Colorado Travelog #16
Telluride, CO - Monday, 4 Jul 2022, 7pm
By some rights it was a crummy day in Telluride. The weather was gloomy and threatening to rain at any moment. And there was
the bait-and-switch with our AirBnB we still hadn't resolved. But there were still hikes we wanted to do regardless of which side of 14,000'+ Mt. Snuffles our condo was on, and besides, gloomy weather can be a good time to visit a waterfall. Browse through my
waterfalls tag to see the beauty that hides in the gloom and drizzle.
The trail to Cornet Falls starts at the end of a residential street in Telluride. It enters a side canyon that closes in quickly as we hike upstream.
Within 100 yards it becomes hard to tell we started in a town.
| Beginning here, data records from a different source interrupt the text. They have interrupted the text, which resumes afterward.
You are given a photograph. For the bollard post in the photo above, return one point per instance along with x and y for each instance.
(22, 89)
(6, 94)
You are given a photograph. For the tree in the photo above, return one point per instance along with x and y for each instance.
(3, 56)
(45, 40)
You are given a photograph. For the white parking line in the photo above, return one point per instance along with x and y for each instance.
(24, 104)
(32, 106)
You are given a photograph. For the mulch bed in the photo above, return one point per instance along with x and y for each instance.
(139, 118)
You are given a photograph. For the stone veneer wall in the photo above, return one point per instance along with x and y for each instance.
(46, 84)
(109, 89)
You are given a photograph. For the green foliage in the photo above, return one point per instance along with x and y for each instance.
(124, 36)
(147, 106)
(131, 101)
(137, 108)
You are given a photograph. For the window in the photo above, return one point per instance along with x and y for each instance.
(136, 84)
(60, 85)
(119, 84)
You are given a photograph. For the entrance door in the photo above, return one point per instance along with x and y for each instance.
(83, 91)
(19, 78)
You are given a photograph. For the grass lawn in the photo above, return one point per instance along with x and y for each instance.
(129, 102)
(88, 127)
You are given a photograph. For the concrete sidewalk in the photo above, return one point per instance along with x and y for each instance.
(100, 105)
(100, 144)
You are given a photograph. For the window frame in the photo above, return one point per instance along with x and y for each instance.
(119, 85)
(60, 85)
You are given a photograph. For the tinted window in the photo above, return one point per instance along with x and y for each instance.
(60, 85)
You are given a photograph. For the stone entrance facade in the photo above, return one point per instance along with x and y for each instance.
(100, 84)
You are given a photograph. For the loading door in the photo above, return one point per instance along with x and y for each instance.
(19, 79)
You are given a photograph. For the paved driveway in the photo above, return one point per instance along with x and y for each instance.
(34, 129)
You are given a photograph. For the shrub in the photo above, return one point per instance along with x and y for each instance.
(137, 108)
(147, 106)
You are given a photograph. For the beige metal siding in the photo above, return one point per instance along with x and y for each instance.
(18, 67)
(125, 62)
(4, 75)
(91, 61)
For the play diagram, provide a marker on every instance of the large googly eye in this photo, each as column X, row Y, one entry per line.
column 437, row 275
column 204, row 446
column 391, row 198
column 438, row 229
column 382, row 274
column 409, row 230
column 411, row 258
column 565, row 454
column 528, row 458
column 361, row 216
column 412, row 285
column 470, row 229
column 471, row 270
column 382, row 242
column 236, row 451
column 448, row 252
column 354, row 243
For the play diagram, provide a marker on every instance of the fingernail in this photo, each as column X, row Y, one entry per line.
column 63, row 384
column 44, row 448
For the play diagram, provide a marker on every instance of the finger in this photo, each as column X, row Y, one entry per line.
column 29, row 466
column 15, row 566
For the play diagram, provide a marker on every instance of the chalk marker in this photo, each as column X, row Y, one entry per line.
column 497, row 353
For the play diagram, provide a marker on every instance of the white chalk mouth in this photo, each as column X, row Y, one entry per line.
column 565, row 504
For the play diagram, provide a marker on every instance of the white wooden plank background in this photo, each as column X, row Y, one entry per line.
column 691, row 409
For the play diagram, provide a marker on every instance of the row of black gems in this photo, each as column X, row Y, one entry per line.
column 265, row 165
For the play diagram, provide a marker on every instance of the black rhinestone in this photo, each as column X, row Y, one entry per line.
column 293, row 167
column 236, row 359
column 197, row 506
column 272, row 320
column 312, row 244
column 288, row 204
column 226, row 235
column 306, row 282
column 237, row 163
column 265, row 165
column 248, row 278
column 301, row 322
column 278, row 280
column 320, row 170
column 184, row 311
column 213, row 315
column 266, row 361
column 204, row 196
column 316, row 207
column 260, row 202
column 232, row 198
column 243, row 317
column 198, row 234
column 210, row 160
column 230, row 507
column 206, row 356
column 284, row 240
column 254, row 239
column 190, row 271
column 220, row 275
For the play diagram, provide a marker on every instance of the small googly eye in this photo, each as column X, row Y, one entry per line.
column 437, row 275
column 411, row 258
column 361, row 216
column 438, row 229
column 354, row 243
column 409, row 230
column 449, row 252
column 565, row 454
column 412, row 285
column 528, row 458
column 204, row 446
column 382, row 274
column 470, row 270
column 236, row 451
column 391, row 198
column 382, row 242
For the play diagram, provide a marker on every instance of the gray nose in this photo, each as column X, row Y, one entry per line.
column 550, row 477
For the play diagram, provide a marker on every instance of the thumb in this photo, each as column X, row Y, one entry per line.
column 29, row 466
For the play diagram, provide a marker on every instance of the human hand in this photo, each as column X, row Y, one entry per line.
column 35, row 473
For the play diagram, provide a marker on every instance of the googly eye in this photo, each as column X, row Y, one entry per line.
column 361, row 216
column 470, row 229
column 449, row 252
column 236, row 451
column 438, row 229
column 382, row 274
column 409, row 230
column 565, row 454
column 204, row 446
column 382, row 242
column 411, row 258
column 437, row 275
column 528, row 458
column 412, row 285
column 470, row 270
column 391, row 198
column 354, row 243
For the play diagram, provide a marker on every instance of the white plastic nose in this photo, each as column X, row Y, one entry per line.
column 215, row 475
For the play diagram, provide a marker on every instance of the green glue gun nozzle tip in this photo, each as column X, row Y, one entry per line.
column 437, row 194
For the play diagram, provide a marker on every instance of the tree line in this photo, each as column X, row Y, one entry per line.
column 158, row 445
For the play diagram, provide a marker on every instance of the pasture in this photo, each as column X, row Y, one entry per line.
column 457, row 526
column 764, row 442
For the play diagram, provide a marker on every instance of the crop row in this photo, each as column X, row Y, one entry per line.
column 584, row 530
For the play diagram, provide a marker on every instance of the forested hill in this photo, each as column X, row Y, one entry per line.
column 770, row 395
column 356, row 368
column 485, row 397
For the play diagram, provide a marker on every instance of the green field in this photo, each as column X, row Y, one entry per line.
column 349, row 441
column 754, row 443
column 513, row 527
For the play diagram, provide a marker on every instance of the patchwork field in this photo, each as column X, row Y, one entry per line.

The only indicator there's a ski resort town behind us is... well, the runs cleared on the far slope of the main canyon.
Within minutes of puffing uphill, the elevation already at over 9,000', we came up a waterfall streaming across the trail from a side canyon.
The trail seemed to end here. Although the main canyon continued further up, the route seemed blocked by the debris from this falls. A pair of hikers sharing the trail with us were like, "Woohoo! We made it!"
It didn't seem right to me, though. A written description I'd found described a falls that was more grand than this. As I looked up in the gathering gloom I saw that the source of the falls was a pipe. Possibly even a busted pipe that created this debris flow across the trail. I could see the trail continuing on the far side of it. We picked our way across the wet rocks and gravel, Hawk patiently showing the other hikers how to do it, and continued higher up the trail.
Indeed, Busted Pipe Falls was not Cornet Falls. We found the latter at the back of the canyon, a natural stream pouring 100' over a rock lip.